Covid-19: Major fashion brands are cancelling factory orders — but where will those clothes end up?

by | Apr 13, 2020 | Uncategorized

In the face of global pandemic, major fashion brands have initiated sweeping order cancellations — abandoning the factories who produce for them with devastating human consequences. But there’s another question that needs to be asked: where will the clothes from canceled orders end up?

As a former Cambodian garment factory manager, it’s my reasonably informed hunch that the canceled orders will either go to landfill or be incinerated. Because we’re not talking about cancellation of future orders, for which raw materials have yet to be purchased and peoples’ time yet to be paid. We’re talking about canceled orders for which the goods have already been created — financed by the factory.

The goods will remain in their country of origin. If a brand cancels an order, they certainly won’t pay to ship them to their intended destination. And neither will the factory.

The garments are probably branded. It doesn’t matter if branding takes the form of a big bold front-and-center print or is just a small sewn-in label that could hypothetically be removed. A factory can’t approach H&M to buy garments it produced for Zara. Selling the products to other major buyers is off the table.

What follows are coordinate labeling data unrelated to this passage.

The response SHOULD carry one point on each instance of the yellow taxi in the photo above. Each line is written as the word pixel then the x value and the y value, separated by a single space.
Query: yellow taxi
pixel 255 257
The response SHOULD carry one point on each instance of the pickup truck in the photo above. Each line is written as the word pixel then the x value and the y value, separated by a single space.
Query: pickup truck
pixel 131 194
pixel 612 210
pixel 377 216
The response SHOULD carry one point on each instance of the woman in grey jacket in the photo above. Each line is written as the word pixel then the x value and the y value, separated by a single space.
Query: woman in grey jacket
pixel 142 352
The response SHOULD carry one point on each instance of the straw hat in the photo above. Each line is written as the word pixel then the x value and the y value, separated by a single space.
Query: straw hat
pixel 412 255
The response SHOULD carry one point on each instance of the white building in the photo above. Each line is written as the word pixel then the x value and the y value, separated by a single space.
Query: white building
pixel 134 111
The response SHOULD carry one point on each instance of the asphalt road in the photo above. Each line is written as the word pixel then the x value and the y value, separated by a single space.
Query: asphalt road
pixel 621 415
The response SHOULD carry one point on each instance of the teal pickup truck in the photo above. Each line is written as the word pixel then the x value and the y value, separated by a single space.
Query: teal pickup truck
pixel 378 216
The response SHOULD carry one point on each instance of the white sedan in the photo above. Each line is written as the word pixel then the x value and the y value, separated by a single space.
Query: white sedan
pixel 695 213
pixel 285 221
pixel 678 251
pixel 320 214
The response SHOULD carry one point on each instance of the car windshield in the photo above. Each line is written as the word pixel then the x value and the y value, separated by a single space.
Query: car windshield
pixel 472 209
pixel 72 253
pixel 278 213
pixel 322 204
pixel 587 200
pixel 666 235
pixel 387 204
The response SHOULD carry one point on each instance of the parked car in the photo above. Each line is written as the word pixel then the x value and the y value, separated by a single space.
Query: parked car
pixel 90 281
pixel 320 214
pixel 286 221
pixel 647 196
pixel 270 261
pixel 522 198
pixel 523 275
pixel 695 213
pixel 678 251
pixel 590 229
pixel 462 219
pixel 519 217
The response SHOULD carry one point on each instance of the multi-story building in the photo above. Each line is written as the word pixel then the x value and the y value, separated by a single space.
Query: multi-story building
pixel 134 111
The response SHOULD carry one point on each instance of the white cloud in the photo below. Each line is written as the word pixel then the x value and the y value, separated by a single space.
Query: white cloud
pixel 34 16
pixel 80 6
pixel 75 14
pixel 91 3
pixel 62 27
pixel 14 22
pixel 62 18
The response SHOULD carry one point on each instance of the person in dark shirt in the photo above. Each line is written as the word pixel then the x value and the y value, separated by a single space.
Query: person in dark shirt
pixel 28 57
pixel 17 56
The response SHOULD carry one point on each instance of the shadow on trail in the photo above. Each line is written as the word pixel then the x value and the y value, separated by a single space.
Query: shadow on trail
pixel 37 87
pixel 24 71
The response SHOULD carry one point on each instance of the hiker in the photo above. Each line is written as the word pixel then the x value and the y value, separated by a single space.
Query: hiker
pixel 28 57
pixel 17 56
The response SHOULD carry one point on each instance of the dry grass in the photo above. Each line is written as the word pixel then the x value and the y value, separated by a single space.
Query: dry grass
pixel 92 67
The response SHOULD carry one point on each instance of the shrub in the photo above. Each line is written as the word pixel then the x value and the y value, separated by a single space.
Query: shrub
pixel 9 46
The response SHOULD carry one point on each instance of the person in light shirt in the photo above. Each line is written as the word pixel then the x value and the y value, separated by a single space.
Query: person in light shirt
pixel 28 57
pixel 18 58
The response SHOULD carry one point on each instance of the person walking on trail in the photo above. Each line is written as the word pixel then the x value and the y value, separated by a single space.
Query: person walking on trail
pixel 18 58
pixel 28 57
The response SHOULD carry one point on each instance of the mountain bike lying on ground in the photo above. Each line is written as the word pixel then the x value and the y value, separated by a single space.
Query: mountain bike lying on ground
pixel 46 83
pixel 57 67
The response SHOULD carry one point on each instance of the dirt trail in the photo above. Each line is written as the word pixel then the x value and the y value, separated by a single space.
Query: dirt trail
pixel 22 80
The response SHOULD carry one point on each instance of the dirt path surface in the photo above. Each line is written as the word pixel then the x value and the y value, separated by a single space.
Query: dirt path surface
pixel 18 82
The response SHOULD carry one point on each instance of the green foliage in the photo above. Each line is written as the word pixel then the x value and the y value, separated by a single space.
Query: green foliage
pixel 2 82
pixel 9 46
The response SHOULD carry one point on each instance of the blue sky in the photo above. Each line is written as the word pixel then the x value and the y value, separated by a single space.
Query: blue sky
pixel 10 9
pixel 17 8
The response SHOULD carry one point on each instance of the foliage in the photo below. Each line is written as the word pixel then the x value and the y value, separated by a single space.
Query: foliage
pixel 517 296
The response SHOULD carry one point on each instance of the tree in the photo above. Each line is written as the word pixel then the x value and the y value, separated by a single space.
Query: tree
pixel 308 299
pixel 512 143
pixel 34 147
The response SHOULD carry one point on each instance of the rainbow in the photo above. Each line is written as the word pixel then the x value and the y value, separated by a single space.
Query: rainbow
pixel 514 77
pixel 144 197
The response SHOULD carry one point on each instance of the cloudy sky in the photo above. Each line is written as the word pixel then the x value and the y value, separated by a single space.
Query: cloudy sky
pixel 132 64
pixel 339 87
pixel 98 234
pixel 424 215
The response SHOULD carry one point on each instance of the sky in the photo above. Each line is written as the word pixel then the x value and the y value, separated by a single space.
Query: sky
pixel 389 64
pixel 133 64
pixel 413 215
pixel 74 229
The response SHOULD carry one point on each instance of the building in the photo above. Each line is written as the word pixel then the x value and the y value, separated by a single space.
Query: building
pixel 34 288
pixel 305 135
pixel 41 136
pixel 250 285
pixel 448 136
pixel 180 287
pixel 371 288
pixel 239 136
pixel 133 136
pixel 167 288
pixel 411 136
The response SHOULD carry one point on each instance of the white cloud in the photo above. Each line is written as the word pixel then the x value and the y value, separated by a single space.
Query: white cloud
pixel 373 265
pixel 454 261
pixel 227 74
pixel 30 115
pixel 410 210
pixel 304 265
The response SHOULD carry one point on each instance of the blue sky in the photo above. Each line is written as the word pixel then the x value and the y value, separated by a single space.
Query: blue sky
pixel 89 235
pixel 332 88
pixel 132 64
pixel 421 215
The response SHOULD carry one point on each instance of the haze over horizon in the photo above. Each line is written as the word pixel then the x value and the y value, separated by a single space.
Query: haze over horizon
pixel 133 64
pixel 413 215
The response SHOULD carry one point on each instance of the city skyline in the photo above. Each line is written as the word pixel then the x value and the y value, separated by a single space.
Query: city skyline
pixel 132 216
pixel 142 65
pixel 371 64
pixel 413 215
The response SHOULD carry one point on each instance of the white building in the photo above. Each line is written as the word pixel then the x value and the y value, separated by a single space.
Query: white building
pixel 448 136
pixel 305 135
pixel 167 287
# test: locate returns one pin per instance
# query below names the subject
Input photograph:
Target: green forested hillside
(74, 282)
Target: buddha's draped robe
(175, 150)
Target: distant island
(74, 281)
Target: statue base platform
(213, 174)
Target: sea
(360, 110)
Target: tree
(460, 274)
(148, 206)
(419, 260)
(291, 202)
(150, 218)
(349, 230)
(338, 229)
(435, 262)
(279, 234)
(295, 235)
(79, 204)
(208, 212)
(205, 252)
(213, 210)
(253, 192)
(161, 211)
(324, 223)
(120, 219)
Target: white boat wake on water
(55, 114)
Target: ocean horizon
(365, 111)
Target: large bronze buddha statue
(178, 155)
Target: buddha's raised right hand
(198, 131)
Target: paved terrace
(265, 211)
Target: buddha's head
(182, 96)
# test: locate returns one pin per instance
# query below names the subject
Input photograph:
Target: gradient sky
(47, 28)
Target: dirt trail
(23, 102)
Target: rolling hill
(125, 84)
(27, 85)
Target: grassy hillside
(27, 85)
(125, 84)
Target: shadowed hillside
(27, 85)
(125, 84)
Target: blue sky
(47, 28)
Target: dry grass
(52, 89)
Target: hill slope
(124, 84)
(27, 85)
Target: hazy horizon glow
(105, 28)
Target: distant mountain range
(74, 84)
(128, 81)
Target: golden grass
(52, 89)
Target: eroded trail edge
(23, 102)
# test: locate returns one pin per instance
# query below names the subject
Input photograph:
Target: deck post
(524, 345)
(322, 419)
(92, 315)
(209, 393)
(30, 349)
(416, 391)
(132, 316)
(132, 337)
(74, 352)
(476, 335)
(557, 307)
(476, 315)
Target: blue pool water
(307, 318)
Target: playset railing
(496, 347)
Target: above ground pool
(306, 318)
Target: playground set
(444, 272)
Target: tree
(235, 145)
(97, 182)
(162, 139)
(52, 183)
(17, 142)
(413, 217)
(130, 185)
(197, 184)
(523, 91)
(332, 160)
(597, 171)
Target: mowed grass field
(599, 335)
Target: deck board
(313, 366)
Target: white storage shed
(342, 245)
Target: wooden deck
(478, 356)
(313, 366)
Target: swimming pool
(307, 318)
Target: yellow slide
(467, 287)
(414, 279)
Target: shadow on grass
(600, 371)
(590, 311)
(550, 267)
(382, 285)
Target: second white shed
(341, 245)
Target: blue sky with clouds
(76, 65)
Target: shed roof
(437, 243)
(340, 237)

What about selling the goods locally? Here too the fact that the clothes are branded is problematic. If brands caught wind that products with their name on them were for sale in unofficial outlets, a factory would be risking its relationship with the brand, and future orders.

Plus, many factories are ISO9001 certified. ISO9001 certification is about quality control systems, where the definition of quality stems from customer requirements. The customer is the brand, and from the brand’s point of view, having branded products for sale in unofficial outlets is not a quality service. Part of accreditation is being able to prove what we do with extra branded material — like quality defects, offcuts, or overstock.

A roster of auditors will inspect our paper trail. How many kilos of products did we produce? Can we demonstrate that the number of products exported makes sense relative to this? Does the discrepancy match to our inventory records and defect rates? This data will be cross checked against the number of kilos cleared by a waste management company. We’ll need to show receipts.

This extends to branded raw materials that have been purchased by the factory but haven’t yet been used for production. For example, a factory might have purchased extra rolls of fabric needed to produce a given brand’s collection in advance. If a product sells well, the factory must be prepared to produce a repeat order quickly because leads times are short.

In other words: the factory must pay to destroy the goods and raw materials that they own and paid for while the environment absorbs even more waste from an already offensive industry. Meanwhile, brands are letting themselves off the hook: Covid-19 is a force majeure — an unforeseeable and unpredictable event which absolves them of liability.

Anyone who wears clothes is part of the fashion supply chain. Demand to know how brands intend to deal with the extra waste their cancellations have created. If most brands aren’t going to take responsibility for the human impact of their cancellations, at the very least they should lead on solutions for minimizing the extra waste it creates.